Drag another Metadata Editor module into the workspace and change its properties as shown below.
Next step is to join the two datasets to be able to train a machine learning models on the combined data. Drag the Join module in the workspace and connect the output of the Metadata Editor module to the left-hand side input and the output of the User Profile data to the right-hand side input of the Join module. The two dataset are joined on User ID. Click on the Join module and set its properties as shown below. Make sure the Keep the right key columns in the joined table box is unticked.
Run the experiment and right-click visualize the output of the join once the experiment finished running. You should see a join dataset as below.
TRAIN, SCORE AND EVALUATE MACHINE LEARNING MODELS The data needs to be split into two sets: a training set and a testing set. The training set is used to the train the machine learning models and the testing set is used to measure the performance of the trained model. To split the data, we use the Split Data module. Set the properties of the Split Data module to: Splitting mode Split Rows, Fraction of rows in the first output dataset 0.7, Random seed 0 and Stratified split False. Make sure the Randomized split checkbox is ticked. The first output of this module will contain 70% of the data which is the training set and the second output of the module will contain the remaining 30%. Next we need to choose the machine learning model for this prediction problem. We can to predict if the user has no reaction or a negative reaction to the atmospheric factors. The user reaction is recorded in the dataset, so we will use this information to make future predictions. Hence, in this scenario we use a class of machine learning algorithms called supervised learning as our data points are labeled. More specifically we will use binary classification algorithms to predict the user reaction to atmospheric factors. For this sample, we select the Two-class boosted decision tree model. Search for this module and drag it into the workspace. Add a Train Model module. Connect the output of the Two-class decision tree to the left-hand
side input of the Train Model module and the first output of the Split Data module to the right-hand input of the Train Model module as shown below. Click on the Train Model module and set the Label column to USER S FEEDBACK using the Launch column selector. Add a Score Model module to the workspace and connect it to the Train Model and the Split Data module as shown below. In this sample, we want to compare two different models to determine which one performs better for this particular problem. Add a Two-class logistic regression module and connect it to a new Train Model and Score Model modules as in the previous step. You should obtain something as in the figure below.

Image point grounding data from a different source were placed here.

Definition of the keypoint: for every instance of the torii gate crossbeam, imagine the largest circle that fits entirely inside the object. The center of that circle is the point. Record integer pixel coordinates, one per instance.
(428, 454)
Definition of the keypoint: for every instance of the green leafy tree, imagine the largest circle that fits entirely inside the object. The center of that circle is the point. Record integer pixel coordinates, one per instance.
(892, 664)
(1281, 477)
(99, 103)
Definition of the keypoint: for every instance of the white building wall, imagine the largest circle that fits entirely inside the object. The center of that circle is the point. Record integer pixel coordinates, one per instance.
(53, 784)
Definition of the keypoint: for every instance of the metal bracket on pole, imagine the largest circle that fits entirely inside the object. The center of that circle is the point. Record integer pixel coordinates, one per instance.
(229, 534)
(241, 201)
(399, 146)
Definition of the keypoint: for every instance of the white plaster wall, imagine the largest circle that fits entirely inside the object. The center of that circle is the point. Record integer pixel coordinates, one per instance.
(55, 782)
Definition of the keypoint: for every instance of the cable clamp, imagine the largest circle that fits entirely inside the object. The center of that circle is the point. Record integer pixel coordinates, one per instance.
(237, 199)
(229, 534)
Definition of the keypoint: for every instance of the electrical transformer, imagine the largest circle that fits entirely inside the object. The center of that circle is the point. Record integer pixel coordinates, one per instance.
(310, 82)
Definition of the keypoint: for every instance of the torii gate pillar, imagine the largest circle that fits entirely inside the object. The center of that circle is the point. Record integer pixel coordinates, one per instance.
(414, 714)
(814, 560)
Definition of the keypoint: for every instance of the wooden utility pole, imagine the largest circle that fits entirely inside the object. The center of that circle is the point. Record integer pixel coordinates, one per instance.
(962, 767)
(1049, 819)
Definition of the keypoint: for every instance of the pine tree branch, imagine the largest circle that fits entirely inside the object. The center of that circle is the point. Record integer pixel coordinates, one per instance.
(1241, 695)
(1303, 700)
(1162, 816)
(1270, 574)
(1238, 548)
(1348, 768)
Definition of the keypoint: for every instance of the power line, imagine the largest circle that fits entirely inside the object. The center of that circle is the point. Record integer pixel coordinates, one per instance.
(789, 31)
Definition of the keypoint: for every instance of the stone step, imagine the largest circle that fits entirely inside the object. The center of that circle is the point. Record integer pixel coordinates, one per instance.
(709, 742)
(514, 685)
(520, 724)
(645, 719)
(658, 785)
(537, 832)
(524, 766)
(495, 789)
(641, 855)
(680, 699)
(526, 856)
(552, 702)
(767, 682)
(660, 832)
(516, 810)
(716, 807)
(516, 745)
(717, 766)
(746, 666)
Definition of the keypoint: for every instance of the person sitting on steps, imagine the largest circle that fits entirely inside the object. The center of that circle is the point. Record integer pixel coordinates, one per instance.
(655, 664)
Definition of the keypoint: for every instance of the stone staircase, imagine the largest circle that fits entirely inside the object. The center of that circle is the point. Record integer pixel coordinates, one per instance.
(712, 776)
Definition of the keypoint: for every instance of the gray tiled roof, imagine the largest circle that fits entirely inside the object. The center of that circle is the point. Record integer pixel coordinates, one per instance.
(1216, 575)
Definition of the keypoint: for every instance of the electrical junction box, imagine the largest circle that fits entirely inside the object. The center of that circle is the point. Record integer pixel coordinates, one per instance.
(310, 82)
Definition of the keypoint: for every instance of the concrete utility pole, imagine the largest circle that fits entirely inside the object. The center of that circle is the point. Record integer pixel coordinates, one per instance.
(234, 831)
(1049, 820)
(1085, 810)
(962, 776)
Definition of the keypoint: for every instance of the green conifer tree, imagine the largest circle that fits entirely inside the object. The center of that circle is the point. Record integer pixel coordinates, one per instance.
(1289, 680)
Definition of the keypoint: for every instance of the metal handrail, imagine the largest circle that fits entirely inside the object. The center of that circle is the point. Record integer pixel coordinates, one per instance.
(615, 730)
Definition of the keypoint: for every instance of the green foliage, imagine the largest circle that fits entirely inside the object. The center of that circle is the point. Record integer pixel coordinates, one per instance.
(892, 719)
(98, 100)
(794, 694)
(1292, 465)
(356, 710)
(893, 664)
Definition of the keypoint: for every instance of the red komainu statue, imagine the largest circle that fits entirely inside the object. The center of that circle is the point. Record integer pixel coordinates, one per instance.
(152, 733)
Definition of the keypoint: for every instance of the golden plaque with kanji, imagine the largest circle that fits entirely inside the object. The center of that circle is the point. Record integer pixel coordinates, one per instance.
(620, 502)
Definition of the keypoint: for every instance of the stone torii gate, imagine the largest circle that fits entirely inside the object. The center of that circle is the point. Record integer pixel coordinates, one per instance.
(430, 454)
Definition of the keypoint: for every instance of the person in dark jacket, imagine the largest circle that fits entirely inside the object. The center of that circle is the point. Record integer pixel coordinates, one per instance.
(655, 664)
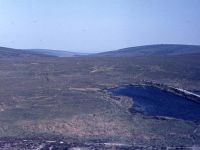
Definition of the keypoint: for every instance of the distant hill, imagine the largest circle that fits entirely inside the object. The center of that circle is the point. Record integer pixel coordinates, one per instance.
(58, 53)
(11, 52)
(153, 50)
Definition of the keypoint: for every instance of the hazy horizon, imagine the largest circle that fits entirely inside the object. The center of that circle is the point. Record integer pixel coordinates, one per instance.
(97, 25)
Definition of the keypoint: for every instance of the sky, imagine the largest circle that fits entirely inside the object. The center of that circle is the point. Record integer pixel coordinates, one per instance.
(98, 25)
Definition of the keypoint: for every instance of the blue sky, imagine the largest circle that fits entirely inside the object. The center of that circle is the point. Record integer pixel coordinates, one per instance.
(98, 25)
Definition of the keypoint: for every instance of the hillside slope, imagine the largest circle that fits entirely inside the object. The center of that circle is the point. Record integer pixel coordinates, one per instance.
(153, 50)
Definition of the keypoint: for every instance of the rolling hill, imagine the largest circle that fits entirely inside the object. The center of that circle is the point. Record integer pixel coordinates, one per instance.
(153, 50)
(11, 52)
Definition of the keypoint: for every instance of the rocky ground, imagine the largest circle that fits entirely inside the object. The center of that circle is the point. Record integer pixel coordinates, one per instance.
(66, 97)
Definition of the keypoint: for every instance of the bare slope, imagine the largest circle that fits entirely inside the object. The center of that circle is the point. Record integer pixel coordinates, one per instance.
(153, 50)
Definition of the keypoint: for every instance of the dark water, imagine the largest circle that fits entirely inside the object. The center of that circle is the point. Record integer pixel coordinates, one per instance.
(153, 101)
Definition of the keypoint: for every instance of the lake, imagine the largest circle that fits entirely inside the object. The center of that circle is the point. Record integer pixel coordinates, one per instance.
(153, 101)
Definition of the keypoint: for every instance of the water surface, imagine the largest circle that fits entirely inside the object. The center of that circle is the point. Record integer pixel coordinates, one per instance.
(153, 101)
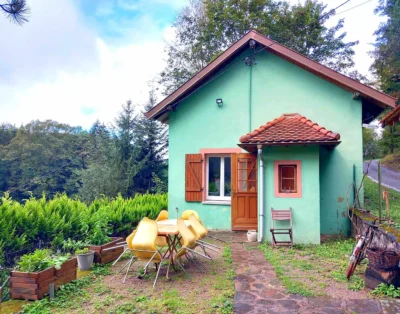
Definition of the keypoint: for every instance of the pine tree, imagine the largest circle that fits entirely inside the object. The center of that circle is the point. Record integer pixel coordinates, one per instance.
(205, 28)
(152, 142)
(387, 48)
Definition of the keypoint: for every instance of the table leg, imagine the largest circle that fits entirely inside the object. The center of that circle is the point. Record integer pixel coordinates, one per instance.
(169, 264)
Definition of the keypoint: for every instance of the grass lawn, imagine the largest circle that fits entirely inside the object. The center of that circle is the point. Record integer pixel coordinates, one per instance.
(317, 270)
(371, 200)
(102, 291)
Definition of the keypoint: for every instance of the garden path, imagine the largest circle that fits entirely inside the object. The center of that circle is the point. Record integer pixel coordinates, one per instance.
(258, 290)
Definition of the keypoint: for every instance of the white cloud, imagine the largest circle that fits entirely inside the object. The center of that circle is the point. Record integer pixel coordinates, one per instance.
(76, 88)
(123, 74)
(57, 67)
(54, 40)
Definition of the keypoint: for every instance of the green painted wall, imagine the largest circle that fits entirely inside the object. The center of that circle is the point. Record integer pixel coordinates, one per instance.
(305, 210)
(277, 87)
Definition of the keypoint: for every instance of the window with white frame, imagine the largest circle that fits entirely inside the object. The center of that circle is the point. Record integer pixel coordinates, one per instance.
(218, 181)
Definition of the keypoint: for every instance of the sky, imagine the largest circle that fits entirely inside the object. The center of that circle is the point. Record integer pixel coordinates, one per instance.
(76, 61)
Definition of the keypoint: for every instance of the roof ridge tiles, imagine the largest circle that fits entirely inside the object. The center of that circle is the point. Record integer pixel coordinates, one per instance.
(290, 131)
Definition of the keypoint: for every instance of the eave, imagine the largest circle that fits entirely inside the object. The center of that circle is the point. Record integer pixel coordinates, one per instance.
(367, 94)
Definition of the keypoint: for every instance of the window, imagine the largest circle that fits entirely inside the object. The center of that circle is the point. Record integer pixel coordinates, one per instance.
(218, 177)
(287, 178)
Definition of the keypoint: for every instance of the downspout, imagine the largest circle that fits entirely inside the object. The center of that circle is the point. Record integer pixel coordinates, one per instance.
(260, 195)
(250, 92)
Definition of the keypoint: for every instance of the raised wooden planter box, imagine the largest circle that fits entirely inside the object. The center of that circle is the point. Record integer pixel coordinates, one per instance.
(67, 273)
(35, 285)
(104, 257)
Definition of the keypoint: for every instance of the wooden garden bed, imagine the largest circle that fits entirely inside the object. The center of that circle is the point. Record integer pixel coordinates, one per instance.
(104, 257)
(35, 285)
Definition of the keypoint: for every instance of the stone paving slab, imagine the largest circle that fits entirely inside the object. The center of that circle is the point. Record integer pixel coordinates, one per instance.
(258, 290)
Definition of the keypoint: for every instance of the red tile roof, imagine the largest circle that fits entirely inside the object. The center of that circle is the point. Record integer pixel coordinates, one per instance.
(290, 128)
(392, 117)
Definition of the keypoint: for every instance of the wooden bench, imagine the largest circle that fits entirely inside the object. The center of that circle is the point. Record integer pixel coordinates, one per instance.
(281, 215)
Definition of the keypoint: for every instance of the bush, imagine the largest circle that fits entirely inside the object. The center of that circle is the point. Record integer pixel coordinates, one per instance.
(41, 260)
(23, 226)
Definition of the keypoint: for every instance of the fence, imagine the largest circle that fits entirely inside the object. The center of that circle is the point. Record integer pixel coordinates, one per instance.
(373, 196)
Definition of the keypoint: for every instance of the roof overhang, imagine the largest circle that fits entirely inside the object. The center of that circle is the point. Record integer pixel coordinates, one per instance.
(392, 117)
(252, 147)
(373, 100)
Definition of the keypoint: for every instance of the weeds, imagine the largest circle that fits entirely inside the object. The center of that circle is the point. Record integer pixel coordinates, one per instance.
(306, 269)
(387, 291)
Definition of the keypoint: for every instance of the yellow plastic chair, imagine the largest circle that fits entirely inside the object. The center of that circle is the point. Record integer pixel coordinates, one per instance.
(163, 215)
(188, 212)
(201, 233)
(161, 241)
(188, 243)
(126, 245)
(143, 246)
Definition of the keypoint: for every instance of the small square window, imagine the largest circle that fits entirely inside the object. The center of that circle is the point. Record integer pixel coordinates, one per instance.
(218, 177)
(287, 179)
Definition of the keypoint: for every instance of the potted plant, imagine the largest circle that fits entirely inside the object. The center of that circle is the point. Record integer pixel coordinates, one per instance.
(105, 248)
(36, 271)
(85, 258)
(84, 255)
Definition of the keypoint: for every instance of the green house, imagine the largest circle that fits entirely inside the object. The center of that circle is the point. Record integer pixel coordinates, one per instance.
(264, 127)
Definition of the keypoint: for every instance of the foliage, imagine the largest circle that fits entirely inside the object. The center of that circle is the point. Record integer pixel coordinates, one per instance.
(390, 140)
(204, 29)
(123, 159)
(309, 269)
(391, 161)
(371, 200)
(98, 233)
(16, 10)
(386, 55)
(24, 225)
(96, 293)
(43, 156)
(64, 294)
(152, 142)
(41, 260)
(386, 290)
(371, 146)
(73, 246)
(82, 251)
(50, 157)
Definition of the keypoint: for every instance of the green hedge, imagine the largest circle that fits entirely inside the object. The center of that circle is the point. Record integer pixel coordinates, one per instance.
(24, 225)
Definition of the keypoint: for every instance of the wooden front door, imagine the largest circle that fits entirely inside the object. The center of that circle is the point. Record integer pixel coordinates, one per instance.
(244, 192)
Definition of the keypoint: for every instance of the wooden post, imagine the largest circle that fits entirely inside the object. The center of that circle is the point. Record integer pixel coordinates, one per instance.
(380, 190)
(354, 186)
(51, 290)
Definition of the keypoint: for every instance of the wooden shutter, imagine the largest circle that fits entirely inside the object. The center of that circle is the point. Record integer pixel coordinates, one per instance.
(193, 180)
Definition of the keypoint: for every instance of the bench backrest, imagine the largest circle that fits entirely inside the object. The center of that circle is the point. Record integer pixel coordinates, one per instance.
(281, 214)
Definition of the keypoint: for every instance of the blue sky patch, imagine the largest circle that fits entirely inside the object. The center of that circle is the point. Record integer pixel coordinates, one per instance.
(87, 111)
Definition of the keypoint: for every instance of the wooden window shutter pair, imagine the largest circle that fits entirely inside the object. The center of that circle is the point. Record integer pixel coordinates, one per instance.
(193, 180)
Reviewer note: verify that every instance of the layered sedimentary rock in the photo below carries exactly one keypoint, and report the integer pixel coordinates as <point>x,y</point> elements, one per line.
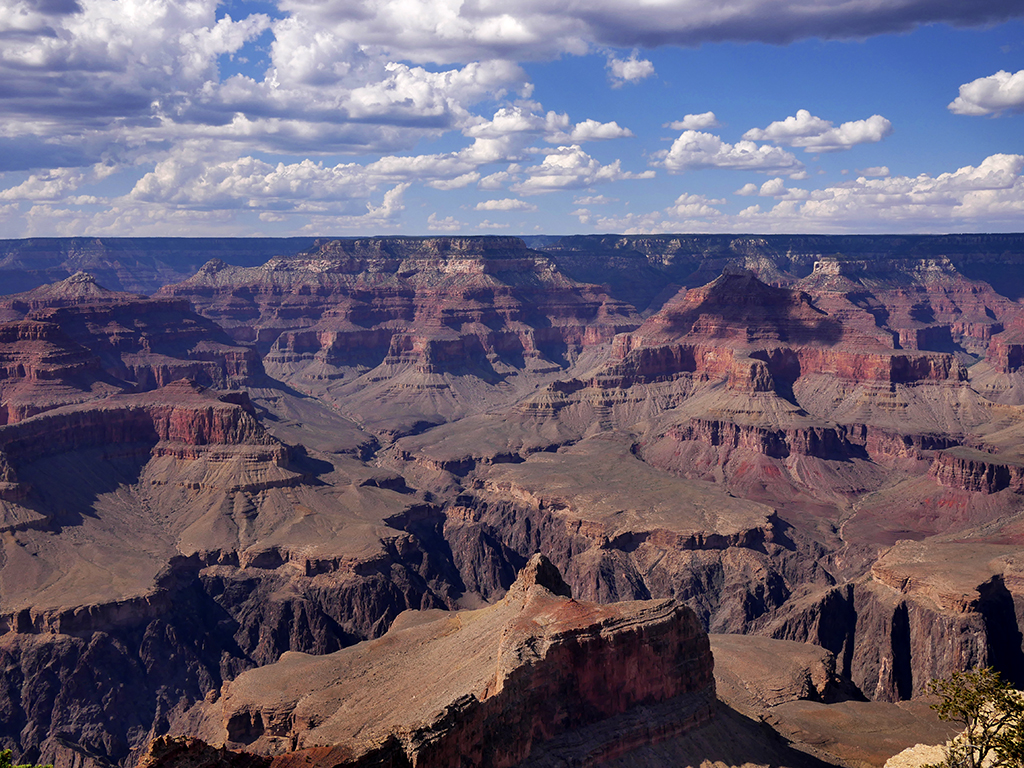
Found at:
<point>74,341</point>
<point>137,264</point>
<point>763,443</point>
<point>437,327</point>
<point>158,544</point>
<point>479,687</point>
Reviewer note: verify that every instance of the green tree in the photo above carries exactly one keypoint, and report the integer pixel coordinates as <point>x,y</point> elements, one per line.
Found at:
<point>992,716</point>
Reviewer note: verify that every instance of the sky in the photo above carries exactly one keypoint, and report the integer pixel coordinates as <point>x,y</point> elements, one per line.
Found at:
<point>188,118</point>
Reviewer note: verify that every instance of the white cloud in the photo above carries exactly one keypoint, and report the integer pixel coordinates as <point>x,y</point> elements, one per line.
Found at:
<point>987,195</point>
<point>571,168</point>
<point>508,204</point>
<point>456,183</point>
<point>992,95</point>
<point>815,134</point>
<point>57,183</point>
<point>446,31</point>
<point>632,70</point>
<point>698,150</point>
<point>498,180</point>
<point>700,122</point>
<point>446,224</point>
<point>593,200</point>
<point>589,130</point>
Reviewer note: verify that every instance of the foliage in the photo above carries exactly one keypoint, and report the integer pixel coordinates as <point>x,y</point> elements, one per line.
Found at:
<point>992,716</point>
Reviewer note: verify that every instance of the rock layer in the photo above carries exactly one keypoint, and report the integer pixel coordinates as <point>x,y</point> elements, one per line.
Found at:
<point>489,683</point>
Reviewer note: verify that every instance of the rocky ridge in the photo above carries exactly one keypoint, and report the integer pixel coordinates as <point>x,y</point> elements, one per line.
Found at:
<point>766,443</point>
<point>491,683</point>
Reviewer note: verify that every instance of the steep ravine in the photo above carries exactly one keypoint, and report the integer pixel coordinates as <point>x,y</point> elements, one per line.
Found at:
<point>92,687</point>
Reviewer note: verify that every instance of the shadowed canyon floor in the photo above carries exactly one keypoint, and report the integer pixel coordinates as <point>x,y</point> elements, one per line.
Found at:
<point>220,497</point>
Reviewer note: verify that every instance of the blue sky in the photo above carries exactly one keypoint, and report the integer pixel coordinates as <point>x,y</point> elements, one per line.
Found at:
<point>337,117</point>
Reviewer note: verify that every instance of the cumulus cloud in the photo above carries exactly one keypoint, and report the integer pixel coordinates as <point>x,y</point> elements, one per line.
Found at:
<point>992,95</point>
<point>446,224</point>
<point>815,134</point>
<point>591,130</point>
<point>687,213</point>
<point>571,168</point>
<point>991,193</point>
<point>508,204</point>
<point>632,70</point>
<point>443,32</point>
<point>695,150</point>
<point>700,122</point>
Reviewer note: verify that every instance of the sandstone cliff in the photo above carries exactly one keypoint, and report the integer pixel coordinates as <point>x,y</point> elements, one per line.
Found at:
<point>477,687</point>
<point>75,341</point>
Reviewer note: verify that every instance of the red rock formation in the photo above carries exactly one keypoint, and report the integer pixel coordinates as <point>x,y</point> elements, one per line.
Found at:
<point>89,342</point>
<point>968,469</point>
<point>489,684</point>
<point>926,303</point>
<point>438,327</point>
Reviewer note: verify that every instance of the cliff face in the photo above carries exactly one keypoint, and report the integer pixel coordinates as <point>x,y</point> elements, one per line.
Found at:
<point>137,264</point>
<point>492,684</point>
<point>439,328</point>
<point>224,555</point>
<point>75,341</point>
<point>753,445</point>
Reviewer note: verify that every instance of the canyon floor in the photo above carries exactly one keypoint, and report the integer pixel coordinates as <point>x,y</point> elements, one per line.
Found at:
<point>286,504</point>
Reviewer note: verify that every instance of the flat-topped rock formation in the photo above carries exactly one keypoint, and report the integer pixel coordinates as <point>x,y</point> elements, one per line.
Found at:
<point>136,264</point>
<point>437,327</point>
<point>75,341</point>
<point>476,687</point>
<point>813,439</point>
<point>162,543</point>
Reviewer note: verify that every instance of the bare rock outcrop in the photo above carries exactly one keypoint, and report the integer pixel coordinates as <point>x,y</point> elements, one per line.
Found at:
<point>488,684</point>
<point>75,341</point>
<point>438,327</point>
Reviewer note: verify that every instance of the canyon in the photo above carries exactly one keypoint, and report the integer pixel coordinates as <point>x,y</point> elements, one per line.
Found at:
<point>235,471</point>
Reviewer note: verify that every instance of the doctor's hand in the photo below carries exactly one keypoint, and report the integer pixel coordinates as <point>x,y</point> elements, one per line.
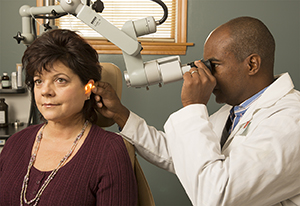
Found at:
<point>109,104</point>
<point>198,85</point>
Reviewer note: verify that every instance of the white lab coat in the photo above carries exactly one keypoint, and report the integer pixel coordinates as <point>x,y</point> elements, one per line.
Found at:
<point>259,164</point>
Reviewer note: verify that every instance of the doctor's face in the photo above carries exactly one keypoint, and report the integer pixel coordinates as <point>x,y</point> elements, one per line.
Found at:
<point>229,72</point>
<point>59,94</point>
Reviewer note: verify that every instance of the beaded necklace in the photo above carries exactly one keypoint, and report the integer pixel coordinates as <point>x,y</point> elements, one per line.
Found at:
<point>53,173</point>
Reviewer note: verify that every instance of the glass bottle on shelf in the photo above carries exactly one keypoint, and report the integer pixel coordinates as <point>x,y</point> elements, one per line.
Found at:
<point>5,81</point>
<point>3,113</point>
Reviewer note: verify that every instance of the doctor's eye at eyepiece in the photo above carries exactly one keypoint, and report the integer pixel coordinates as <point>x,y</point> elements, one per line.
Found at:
<point>207,63</point>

In order to compare and evaluate these trained models, we use the Evaluate Model module connected as shown below. Run the experiment and once the experiment finished running, right-click visualize the output of the Evaluate Model module. The Evaluate Results Page shows different metrics and performance measures for your trained algorithms. For example, the accuracy of the Boosted decision tree algorithm is 0.912 very similar the accuracy of the logistic regression algorithm which is 0.911. The boosted decision tree is performing better in terms of the ROC curve while the logistic regression is performing better in terms of precision.